Rizzo: It seems like they were using their own implementation of the protocol.
Williams: Infrastructure is much wider. The infrastructure is not just the peer-to-peer, the infrastructure is all those people that have bolted on to the exchange. What I'm trying to articulate is that the highway itself today has a lot of third-parties.
The system can only be as strong as the weakest link. Mt. Gox was weak ...
Rizzo: So, let's say you're Mark Karpeles and you're running a trading card exchange, and, over the course of a year, your firm becomes a multi-billion-dollar company, can you really blame the guy for not implementing enterprise-grade consumer protections?
Williams: He should have. He should've cared about his customers. It was a black box, and it will come out – he did a lot of fraudulent stuff, because he had control of the information. As a consumer, when you bought, he not only got a fee for the transaction, but he got to see the transaction history throughout the day.
I'm sure he cooked that, I'm sure he also set the price for his exchange. I did a lot of analytical studies of that exchange, and it was always 8% to 10% higher than other exchanges.
Why is that? If he was having financial problems, by putting the price higher on his exchange, he'd encourage more people to come.
Rizzo: It seems that by limiting the number of people who could leave, more people stayed in, and that the price became higher, so people took advantage of that.
Williams: Well, if you run an exchange, and you can keep on moving the price up, then you're encouraging more business.

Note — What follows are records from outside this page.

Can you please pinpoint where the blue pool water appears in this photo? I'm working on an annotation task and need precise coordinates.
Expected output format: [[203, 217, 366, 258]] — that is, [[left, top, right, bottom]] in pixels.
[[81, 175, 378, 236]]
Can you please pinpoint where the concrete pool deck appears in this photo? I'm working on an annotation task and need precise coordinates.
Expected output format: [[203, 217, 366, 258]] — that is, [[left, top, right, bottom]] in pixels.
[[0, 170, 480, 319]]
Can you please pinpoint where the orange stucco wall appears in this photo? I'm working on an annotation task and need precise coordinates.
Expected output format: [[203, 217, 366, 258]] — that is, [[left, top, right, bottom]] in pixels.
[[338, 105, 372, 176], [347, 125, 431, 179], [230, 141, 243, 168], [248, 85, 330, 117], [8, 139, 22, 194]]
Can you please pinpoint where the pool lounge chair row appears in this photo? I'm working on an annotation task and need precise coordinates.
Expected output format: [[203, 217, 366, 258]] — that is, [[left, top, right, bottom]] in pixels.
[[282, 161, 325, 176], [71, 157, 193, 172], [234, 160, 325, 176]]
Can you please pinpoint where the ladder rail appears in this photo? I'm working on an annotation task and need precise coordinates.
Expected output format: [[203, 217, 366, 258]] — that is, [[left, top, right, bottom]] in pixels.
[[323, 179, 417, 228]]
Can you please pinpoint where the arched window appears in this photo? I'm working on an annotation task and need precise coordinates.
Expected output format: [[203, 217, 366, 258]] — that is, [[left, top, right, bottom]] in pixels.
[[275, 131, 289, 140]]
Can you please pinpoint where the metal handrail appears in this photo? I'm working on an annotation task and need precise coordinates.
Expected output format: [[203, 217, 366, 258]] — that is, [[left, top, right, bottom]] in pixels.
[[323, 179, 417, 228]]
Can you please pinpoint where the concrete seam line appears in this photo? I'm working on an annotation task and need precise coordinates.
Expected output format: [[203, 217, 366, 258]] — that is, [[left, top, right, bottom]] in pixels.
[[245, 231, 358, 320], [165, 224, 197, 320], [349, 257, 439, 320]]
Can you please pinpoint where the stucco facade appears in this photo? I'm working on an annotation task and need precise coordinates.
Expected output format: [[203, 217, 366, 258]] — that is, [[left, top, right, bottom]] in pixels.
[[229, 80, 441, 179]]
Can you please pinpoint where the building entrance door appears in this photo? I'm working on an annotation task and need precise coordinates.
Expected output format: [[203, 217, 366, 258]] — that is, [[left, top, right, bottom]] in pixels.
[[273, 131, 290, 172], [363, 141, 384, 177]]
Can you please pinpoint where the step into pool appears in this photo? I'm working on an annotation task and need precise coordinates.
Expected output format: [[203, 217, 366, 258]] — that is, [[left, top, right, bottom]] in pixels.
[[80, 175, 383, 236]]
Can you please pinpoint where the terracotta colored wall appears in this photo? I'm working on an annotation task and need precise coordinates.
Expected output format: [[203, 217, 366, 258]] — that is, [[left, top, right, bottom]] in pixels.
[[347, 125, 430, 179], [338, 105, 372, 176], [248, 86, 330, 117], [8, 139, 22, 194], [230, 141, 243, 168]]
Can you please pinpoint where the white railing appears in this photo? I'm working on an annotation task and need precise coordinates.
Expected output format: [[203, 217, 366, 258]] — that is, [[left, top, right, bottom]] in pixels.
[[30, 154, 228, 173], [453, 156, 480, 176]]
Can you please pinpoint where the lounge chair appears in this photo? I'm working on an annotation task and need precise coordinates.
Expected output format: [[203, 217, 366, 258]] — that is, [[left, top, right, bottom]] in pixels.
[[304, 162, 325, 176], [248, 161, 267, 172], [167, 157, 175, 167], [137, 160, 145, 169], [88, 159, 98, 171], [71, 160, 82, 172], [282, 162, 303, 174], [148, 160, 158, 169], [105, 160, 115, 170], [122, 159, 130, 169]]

I call him a boiler-room broker. If you house that broker function, you're not an exchange.
Coinbase has three businesses it's doing right now, and one of its functions is a conflict of interest. They're trying to reduce price risk for people like Overstock, yet they're trying to be an exchange on the other side.

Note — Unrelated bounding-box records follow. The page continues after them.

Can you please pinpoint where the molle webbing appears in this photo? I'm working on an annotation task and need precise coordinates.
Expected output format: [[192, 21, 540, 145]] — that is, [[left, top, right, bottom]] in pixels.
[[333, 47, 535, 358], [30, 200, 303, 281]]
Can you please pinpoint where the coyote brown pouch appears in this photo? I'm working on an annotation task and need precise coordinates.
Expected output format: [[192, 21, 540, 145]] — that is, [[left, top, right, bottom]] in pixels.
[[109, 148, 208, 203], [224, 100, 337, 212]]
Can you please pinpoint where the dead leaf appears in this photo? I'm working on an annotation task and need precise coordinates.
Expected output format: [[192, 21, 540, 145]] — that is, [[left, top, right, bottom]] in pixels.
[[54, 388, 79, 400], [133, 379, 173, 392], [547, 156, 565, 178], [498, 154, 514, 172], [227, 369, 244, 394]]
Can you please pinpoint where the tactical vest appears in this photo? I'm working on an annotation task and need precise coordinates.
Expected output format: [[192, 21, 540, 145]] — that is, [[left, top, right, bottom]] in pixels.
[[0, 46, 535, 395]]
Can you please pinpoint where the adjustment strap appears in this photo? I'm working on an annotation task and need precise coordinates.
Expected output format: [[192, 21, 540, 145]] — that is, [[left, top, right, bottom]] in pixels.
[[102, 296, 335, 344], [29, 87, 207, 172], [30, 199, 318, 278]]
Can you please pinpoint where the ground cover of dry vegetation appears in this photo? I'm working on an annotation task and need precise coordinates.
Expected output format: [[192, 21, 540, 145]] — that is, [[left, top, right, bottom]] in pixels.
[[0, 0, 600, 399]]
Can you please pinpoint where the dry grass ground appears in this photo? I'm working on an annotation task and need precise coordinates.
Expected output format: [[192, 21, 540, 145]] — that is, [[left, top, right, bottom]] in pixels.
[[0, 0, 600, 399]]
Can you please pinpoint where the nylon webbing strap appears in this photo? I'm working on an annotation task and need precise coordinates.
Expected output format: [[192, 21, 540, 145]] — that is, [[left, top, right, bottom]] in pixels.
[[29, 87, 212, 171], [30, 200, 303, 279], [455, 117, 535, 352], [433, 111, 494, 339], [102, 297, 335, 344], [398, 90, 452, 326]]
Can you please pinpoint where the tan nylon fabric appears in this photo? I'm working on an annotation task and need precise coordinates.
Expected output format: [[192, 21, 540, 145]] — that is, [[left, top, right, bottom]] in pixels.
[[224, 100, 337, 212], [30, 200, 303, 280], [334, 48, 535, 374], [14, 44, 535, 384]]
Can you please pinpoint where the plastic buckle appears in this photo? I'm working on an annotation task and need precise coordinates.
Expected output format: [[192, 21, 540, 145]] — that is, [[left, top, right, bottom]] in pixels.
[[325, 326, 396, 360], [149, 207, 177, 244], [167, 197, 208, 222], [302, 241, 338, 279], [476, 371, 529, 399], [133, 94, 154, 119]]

Rizzo: There's a lot of opportunity in the space right now.
Williams: Yeah, but there's conflict. I think you have to have controls in place to make sure consumers can't be taken advantage of.
Rizzo: So, if you had a chance to redesign the system, what would you do?
Williams: I'll leave it to the computer geniuses, but it needs to be regulated. State banking examiners are going to regulate it. You're going to have a national financial regulatory body, you're just going to have standards and that's not a bad thing.
This conversation has been edited for length and clarity.